Until the millennium dawned, however, we obviously wouldn’t know for certain whether we had apprehended everyone. I stayed in Jordan, and on New Year’s Eve I went with Stephen Gaudin (then rotating in the country) to Abdin Circle, the main square in Amman: the Jordanian equivalent of Times Square. We told the New York FBI office we’d update them on what did or didn’t occur.
As the clock struck midnight, we heard small explosions and saw people running in every direction. We ran behind a parked car to take cover. What had we missed?
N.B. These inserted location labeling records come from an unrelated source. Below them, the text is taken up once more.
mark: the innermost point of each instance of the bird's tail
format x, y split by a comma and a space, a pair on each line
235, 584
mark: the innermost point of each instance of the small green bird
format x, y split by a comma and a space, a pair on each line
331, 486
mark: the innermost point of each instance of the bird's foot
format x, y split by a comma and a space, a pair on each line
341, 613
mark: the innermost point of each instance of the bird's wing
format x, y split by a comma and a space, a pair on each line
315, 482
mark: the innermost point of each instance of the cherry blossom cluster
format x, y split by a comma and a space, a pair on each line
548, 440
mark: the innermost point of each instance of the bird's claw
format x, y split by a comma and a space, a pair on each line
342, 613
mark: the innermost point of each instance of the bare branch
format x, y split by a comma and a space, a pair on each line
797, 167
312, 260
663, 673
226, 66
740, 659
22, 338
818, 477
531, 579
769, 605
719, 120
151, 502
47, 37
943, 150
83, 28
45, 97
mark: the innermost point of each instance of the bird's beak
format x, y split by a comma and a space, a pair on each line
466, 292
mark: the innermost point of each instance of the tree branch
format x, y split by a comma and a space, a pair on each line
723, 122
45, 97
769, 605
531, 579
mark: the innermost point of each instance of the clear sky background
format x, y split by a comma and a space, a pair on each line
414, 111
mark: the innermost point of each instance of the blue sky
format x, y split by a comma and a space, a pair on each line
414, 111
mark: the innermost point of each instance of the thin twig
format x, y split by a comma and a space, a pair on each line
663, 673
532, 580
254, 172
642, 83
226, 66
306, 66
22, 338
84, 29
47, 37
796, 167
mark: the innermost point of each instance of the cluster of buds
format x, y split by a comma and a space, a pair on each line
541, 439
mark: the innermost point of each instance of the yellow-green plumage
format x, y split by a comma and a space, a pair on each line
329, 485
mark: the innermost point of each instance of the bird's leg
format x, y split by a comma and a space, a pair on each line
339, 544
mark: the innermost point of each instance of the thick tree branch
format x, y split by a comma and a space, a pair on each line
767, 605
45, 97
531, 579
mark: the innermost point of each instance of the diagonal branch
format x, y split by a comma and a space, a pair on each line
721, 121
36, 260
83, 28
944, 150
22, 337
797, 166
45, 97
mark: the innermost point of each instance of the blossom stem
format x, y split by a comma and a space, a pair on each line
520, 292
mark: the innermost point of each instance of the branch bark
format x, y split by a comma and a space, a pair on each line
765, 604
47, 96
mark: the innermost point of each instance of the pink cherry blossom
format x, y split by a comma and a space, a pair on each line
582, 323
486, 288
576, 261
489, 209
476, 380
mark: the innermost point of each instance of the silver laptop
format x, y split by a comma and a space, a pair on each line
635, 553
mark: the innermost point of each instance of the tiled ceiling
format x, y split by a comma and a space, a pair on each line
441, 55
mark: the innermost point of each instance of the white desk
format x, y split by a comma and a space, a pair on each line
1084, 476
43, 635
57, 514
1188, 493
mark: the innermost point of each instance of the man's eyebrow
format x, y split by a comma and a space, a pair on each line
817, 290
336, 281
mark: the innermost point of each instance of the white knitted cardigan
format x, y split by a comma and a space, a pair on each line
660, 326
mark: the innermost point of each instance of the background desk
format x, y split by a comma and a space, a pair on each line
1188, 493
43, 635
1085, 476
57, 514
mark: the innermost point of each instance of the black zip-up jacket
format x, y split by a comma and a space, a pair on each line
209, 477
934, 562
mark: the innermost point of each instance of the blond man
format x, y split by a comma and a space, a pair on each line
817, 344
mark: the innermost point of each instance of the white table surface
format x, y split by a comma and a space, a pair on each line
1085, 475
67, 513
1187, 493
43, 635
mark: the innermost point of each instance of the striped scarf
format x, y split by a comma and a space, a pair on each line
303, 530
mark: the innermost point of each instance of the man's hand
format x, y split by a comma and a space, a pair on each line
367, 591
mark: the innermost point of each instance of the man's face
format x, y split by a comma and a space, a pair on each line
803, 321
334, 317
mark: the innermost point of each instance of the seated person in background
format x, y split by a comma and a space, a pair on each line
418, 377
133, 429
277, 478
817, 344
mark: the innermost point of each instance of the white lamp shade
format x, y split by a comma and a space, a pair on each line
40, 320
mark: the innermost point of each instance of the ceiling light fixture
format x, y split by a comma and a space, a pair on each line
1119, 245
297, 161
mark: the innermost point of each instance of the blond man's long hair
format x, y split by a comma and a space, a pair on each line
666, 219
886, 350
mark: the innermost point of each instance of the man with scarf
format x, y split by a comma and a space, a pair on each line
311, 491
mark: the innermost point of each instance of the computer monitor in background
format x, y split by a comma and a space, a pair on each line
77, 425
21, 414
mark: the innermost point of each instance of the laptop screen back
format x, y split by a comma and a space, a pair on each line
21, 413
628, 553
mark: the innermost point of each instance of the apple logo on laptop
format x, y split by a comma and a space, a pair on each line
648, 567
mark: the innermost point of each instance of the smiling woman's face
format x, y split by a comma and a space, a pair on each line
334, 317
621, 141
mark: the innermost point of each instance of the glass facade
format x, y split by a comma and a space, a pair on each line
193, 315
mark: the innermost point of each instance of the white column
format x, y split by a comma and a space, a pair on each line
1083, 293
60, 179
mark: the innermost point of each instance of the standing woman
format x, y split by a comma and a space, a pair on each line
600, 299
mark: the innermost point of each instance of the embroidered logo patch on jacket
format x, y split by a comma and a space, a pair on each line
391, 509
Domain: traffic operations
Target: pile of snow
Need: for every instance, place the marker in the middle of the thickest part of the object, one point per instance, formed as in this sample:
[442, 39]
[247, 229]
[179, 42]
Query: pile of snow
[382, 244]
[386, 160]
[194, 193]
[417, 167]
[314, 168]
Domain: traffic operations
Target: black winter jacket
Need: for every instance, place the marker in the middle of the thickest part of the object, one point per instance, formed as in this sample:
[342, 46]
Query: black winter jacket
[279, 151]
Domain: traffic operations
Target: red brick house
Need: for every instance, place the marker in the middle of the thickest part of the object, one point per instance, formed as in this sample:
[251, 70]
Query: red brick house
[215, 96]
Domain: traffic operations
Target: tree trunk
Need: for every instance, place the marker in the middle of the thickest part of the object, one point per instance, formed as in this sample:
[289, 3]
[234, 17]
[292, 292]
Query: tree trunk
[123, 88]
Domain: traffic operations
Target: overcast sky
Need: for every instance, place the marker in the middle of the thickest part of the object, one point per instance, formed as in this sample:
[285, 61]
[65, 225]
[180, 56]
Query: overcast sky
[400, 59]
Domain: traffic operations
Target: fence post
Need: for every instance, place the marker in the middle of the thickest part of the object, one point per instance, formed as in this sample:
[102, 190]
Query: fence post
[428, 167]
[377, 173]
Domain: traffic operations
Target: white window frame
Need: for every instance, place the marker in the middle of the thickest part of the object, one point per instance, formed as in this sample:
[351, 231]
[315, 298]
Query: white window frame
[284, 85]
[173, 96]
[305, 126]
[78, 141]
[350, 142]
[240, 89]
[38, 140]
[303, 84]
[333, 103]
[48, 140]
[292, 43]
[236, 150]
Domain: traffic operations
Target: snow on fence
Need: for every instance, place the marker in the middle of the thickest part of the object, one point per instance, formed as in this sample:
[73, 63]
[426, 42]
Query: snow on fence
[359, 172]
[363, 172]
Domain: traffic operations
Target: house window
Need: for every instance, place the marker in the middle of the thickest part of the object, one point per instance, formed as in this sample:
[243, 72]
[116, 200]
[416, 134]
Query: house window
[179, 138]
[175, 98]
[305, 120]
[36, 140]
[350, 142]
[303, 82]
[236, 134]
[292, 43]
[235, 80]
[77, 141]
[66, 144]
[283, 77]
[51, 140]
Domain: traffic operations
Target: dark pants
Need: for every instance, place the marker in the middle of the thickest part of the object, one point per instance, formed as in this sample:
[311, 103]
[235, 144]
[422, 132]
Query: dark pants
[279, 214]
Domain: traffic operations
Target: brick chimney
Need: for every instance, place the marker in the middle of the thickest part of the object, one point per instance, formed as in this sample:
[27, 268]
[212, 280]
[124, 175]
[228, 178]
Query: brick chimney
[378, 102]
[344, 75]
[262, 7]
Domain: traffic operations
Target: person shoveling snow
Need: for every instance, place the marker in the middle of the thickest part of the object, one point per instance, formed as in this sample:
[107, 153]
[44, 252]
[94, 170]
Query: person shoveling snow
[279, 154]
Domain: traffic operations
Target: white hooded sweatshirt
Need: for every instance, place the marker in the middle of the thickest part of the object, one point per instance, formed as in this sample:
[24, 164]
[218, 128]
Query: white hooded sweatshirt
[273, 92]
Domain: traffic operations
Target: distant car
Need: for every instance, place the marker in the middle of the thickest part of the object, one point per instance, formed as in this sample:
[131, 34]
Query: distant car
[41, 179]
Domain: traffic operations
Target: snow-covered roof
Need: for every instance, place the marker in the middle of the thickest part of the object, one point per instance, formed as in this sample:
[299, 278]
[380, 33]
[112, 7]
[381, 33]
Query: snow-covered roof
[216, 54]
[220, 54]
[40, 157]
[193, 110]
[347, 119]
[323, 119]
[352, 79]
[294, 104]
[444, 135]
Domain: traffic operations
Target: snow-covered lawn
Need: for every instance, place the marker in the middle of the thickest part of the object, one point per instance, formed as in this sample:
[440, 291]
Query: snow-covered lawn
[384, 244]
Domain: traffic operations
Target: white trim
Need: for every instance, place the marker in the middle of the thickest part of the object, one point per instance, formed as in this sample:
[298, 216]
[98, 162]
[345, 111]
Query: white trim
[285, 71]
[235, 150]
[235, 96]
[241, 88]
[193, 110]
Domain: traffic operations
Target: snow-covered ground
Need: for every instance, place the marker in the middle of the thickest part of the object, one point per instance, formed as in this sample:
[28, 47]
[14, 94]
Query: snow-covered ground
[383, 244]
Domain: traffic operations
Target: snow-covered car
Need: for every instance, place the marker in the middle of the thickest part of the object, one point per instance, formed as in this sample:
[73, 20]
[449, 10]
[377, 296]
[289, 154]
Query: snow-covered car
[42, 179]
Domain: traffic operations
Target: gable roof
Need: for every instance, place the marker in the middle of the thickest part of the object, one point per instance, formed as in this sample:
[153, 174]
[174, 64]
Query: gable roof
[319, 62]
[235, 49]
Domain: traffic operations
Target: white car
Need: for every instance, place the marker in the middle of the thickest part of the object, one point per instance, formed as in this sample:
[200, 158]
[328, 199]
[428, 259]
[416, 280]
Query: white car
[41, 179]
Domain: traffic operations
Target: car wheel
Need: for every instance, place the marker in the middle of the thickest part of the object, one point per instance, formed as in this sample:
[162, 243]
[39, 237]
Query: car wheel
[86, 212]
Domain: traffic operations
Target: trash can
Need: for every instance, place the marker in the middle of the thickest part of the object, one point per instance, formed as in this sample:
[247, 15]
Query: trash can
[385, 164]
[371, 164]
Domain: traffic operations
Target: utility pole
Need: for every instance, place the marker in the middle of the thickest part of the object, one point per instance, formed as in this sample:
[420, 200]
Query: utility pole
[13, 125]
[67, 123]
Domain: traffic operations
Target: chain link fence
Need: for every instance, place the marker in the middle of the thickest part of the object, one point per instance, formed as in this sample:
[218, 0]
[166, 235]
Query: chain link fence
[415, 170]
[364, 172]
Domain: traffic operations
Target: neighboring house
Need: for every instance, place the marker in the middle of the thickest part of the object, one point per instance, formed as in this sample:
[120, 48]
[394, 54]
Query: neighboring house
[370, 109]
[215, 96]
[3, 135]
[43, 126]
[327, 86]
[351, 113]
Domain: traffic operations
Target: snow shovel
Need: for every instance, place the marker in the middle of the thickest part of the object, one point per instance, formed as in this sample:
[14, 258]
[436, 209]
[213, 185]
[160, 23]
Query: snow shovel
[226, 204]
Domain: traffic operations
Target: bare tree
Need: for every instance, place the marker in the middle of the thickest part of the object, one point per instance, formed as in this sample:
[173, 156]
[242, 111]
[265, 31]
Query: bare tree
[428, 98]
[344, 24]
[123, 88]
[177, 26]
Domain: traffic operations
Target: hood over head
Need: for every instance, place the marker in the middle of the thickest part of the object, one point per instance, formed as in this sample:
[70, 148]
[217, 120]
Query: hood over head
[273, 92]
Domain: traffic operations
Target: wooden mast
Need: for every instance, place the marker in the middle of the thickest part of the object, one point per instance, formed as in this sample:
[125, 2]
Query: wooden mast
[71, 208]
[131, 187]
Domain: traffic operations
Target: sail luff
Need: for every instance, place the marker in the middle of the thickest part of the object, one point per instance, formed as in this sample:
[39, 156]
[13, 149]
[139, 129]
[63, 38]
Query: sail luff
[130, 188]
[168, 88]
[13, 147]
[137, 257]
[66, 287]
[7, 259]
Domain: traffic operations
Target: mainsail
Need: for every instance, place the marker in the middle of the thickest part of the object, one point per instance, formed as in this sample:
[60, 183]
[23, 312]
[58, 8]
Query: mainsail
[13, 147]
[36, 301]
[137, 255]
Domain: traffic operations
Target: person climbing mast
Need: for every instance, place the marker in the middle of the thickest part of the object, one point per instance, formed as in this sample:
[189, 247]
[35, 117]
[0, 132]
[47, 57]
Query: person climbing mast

I asked people in Arabic what was happening. It turned out that a stage holding fireworks had collapsed, sending them shooting into the crowd. Stephen and I looked at each other with relief and started laughing.
I called the New York FBI office from my phone and was put through to John O’Neill in the JTTF command center in New York. “Jordan’s okay. Everything is good,” I told him.
“Happy New Year,” he said. “You guys did a great job.”
I put my cell phone back in my jacket and turned around to speak to Stephen, who had been standing next to me, but he wasn’t there. Then I saw him in the distance at an ATM. Like everyone, he had been reading stories of accounts getting messed up at the millennium—switching from 1999 to 2000 was said to be hard for bank computers—so he wanted to check that his money was safe.
He withdrew some cash, saw that his account was untouched, and walked back to me smiling and waving his Jordanian banknotes.